In effect, agricultural subsidies have become a weapon in the hands of the capitalist powers to intensify the exploitation and expropriation of the developing nations. Many countries are rapidly being driven into bankruptcy, as they have been forced to import both food and manufactured goods, while many of their products are blocked from entering the capitalist markets. The U.S. and European powers have taken advantage of this situation to impose onerous restructuring programs on these countries through the International Monetary Fund (IMF) and the World Bank, programs that force the privatization of public assets at firesale prices, that increase the local prices for food and increase taxes to pay back the debt.

Even a developed country, such as Canada, faces ruin as a result of the predatory trade practices of the U.S. and EU. We are witnessing the destructive nature of the U.S. tariff on Canadian softwood lumber, which, in less than two months, has already eliminated 50,000 Canadian jobs and cost our economy billions of dollars. The drastic increase in U.S. agricultural subsidies are bound to have a similar effect on an already-depressed Canadian agricultural sector. It is almost certain that the U.S. subsidies will soon be followed by tariff barriers against Canadian exports to the U.S. of durum wheat, barley and other agricultural products.
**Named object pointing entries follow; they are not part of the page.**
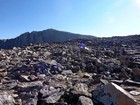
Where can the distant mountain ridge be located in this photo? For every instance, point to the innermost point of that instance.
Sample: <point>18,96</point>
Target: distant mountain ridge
<point>36,37</point>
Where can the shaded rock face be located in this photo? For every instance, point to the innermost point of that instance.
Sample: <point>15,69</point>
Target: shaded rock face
<point>67,73</point>
<point>112,94</point>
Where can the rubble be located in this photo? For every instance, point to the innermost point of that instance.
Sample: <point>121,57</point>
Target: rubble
<point>66,73</point>
<point>112,94</point>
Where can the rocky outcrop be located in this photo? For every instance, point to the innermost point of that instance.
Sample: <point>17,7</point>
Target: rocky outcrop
<point>67,73</point>
<point>38,37</point>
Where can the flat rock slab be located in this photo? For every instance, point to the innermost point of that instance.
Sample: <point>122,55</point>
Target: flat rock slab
<point>112,94</point>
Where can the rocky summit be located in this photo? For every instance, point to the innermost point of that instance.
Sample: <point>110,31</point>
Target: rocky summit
<point>99,71</point>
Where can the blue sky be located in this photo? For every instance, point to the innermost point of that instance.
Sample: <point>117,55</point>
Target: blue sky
<point>102,18</point>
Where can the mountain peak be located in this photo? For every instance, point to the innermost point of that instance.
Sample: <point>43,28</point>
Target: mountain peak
<point>36,37</point>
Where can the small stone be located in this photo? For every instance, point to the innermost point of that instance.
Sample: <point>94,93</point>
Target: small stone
<point>112,94</point>
<point>84,101</point>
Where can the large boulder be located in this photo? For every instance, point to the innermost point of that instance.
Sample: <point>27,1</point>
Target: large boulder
<point>84,101</point>
<point>112,94</point>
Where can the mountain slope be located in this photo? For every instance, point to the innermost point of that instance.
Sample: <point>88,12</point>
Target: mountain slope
<point>35,37</point>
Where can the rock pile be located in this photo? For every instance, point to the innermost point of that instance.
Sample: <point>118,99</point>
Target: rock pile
<point>71,73</point>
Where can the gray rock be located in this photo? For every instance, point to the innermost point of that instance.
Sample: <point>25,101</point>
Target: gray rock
<point>84,101</point>
<point>6,99</point>
<point>113,94</point>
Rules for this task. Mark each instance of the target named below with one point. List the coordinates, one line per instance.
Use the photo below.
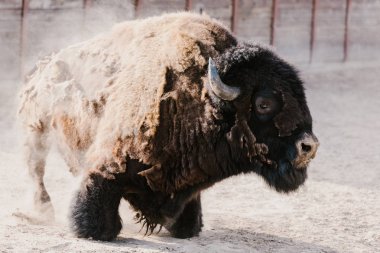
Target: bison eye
(265, 106)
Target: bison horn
(219, 88)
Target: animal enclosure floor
(337, 210)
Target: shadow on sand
(221, 240)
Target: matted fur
(102, 97)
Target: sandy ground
(338, 209)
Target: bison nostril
(306, 148)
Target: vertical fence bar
(312, 29)
(346, 30)
(273, 21)
(234, 16)
(87, 3)
(23, 36)
(188, 5)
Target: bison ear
(220, 89)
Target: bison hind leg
(189, 222)
(94, 213)
(37, 148)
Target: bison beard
(178, 106)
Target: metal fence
(304, 31)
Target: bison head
(270, 123)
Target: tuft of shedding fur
(133, 108)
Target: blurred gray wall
(303, 31)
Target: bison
(159, 109)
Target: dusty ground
(338, 209)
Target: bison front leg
(189, 222)
(95, 210)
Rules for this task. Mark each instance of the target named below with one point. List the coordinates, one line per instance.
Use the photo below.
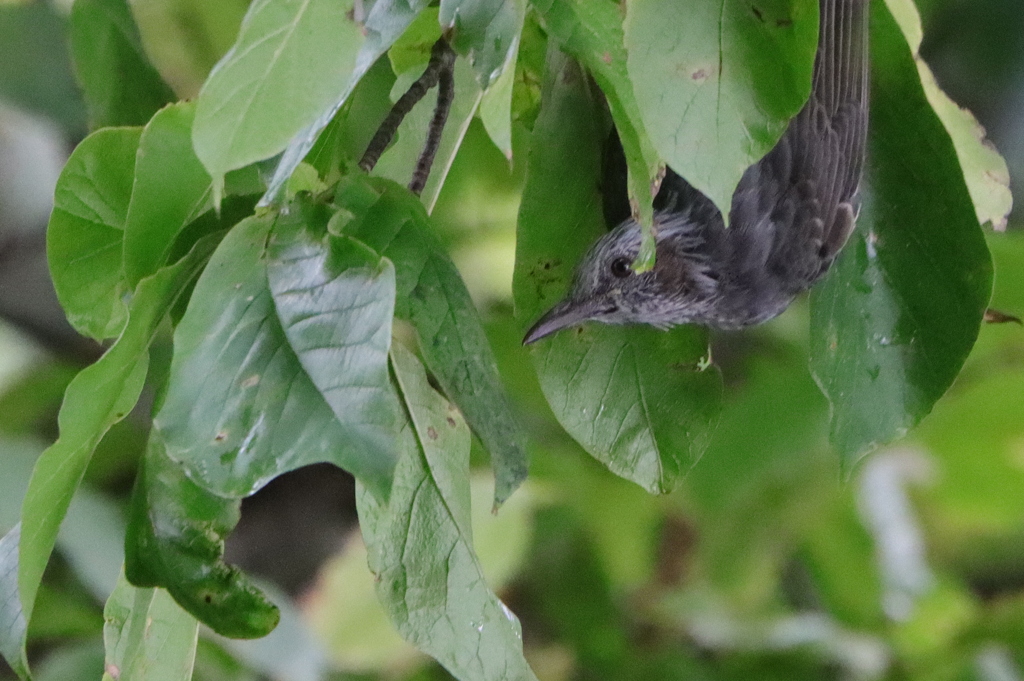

At the very least, the continual threat of such protectionist measures will be used to ensure ongoing political subservience to the U.S. by the Canadian government.

The examples of the U.S. agricultural subsidies and tariffs on softwood lumber demonstrate the inherit folly of basing an entire economy on trade with an imperialist superpower like the United States. During the 1960s Canada was able to offset some of the economic pressure from the U.S. by developing export markets in the Soviet Union, China and various developing countries. The only long-term solution to the trade crisis now facing Canada is to drastically reduce its dependancy on trade with the U.S. and to cultivate trade relations with other countries, especially the developing countries, on the basis of equality and mutual benefit. Any other course of action will see Canada rapidly reduced to the level of a developing country, itself.